La clavices purpurea è un
fungo parassita che, in determinante condizioni climatiche ed ambientali,
attacca i cereali, e in particolare la segale che per via della
protuberanza che porta sulla spiga quando è attaccata da questo fungo, è
detta: segale cornuta. Questo fungo contiene diverse sostanze come
l'ergotina, utilizzata per aumentare le contrazioni uterine, o l'ergotamina,
utile nelle cure dell'emicrania; e un alcaloide dalle proprietà allucinogene,
la dietilamide di acido lisergico o LSD come viene
universalmente chiamato. Le connessioni fra queste due droghe, l'una naturale
e l'altra artificiale, sono ben più profonde di quanto non sembri a prima
vista. Nel Medioevo la segale cornuta fu protagonista di alcune epidemie di
ergotismo (da "ergot", fungo), che provocavano, a seconda del tipo, o una
forma particolare di cancrena, o di una sindrome caratterizzata da crampi, da
convulsioni, forme di tipo epilettico e perdita della coscienza, e, secondo le
cronache dell'epoca, anche da visioni, stati estatici e forme di alterazione
della coscienza a cui naturalmente venivano date spiegazioni sovrannaturali ma
che noi identifichiamo come forme allucinatorie dovute alla presenza dell'egonovina.
Pannocchia
di granturco infestate da Claviceps purpurea , fungo da cui si estrae
l'acido lisergico, sostanza base la sintesi dell'LSD
La clavices
purpurea, o quanto meno la segale cornuta non venivano usate volontariamente,
a modo di droghe rituali, da quanto possiamo sapere a proposito. Carlo
Ginzburg ha messo in rilievo le possibili identificazioni linguistiche fra i
"nomi" della segale cornuta, e ii suo peculiare potere, almeno in termini di
ricordo di una funzione differente da quella usata in campo medico, che era
essenzialmente abortiva, e che fa presupporre che forse questo parassita
veniva utilizzato in forma cerimoniale.
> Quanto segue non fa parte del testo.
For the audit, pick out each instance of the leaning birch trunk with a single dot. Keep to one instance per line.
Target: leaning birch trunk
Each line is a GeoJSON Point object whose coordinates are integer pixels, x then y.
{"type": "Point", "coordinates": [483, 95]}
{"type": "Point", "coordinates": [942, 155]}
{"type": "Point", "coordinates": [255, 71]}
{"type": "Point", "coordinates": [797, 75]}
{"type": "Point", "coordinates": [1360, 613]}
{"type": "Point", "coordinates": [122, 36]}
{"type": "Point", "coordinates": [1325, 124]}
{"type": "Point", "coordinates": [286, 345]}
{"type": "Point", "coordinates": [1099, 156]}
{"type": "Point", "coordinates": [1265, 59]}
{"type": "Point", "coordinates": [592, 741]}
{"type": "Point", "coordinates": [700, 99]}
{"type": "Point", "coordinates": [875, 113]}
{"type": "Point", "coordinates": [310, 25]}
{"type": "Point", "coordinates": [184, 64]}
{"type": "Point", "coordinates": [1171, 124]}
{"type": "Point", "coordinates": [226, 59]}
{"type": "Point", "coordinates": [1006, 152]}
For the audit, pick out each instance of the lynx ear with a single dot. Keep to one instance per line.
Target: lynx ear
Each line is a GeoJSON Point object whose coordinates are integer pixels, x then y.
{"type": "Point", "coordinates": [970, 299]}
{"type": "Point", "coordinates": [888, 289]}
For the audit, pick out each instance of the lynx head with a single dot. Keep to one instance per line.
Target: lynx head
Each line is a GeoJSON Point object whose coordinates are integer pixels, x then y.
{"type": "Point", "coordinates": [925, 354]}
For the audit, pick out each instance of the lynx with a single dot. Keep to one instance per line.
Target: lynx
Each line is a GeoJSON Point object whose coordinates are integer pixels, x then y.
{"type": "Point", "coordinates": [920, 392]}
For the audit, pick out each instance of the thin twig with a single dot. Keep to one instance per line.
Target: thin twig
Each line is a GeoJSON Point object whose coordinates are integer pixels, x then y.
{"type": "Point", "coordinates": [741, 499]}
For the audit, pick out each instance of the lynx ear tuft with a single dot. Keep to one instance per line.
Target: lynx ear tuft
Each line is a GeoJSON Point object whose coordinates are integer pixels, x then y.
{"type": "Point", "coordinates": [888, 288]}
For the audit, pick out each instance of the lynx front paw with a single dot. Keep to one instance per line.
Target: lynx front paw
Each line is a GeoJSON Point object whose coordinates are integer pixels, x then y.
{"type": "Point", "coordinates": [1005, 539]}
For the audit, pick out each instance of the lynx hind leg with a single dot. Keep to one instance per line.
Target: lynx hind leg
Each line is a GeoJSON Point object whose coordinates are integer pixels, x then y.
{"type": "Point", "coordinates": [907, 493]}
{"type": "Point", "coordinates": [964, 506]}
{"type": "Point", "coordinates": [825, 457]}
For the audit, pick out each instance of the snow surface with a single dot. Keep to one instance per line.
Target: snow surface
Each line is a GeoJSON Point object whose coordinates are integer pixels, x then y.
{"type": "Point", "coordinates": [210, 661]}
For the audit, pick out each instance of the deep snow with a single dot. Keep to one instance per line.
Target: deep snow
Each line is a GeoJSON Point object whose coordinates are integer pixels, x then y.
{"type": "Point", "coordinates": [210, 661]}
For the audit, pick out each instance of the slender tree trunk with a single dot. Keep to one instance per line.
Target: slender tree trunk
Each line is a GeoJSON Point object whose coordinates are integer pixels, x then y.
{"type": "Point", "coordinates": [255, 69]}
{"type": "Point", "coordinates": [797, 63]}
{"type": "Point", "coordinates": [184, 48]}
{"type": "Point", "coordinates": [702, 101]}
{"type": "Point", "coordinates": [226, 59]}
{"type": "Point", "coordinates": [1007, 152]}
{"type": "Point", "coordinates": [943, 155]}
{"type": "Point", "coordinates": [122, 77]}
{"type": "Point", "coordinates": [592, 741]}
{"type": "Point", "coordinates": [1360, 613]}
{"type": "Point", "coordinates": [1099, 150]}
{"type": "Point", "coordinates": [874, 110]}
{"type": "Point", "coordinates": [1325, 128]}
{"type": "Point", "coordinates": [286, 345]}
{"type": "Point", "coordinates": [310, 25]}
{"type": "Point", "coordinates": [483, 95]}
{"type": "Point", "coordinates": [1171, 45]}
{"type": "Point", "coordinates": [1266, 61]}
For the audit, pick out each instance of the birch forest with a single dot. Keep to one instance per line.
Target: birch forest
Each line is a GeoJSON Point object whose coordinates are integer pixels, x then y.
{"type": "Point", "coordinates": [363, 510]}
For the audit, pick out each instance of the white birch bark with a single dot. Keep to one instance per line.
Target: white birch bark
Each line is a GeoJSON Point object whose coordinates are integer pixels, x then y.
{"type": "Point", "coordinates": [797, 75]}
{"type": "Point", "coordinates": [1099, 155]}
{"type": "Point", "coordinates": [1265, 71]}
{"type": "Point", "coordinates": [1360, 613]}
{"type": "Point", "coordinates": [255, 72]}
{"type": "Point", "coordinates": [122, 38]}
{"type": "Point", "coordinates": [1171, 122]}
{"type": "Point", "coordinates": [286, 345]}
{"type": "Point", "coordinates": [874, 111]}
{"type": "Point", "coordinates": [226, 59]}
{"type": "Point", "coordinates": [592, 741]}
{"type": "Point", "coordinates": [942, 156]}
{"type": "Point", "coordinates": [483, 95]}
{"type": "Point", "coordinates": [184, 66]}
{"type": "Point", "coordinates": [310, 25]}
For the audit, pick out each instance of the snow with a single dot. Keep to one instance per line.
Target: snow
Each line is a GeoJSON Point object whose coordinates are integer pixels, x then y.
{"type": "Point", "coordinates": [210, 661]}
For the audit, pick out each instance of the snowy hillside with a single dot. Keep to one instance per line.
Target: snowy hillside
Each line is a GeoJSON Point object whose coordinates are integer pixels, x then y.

Nel 1943, Albert Hofmann,
vicedirettore del laboratorio di
chimica della "Sandoz" di Basilea, gia scopritore della dietilamide dell'acido
lisergico, lavorando sopra questa scoperta assorbi incidentalmente attraverso
la pelle delle mani una quantità infinitesimale di questa dietilamide.
Fu
costretto ad interrompere il suo lavoro, e a tornarsene a casa, dove, secondo
le sue parole: "Mi stesi sul letto e affondai in un piacevole stato di delirio
caratterizzato da fantasie eccezionalmente vivaci. In uno stato di semincoscienza,
con gli occhi chiusi (la luce del giorno mi dava fastidio e la sentivo
spiacevolmente abbagliante), mi assalirono immagini fantastiche di uno
straordinario realismo, con un intenso gioco caleidoscopico di colon. Dopo due
ore circa, lo stato svanì".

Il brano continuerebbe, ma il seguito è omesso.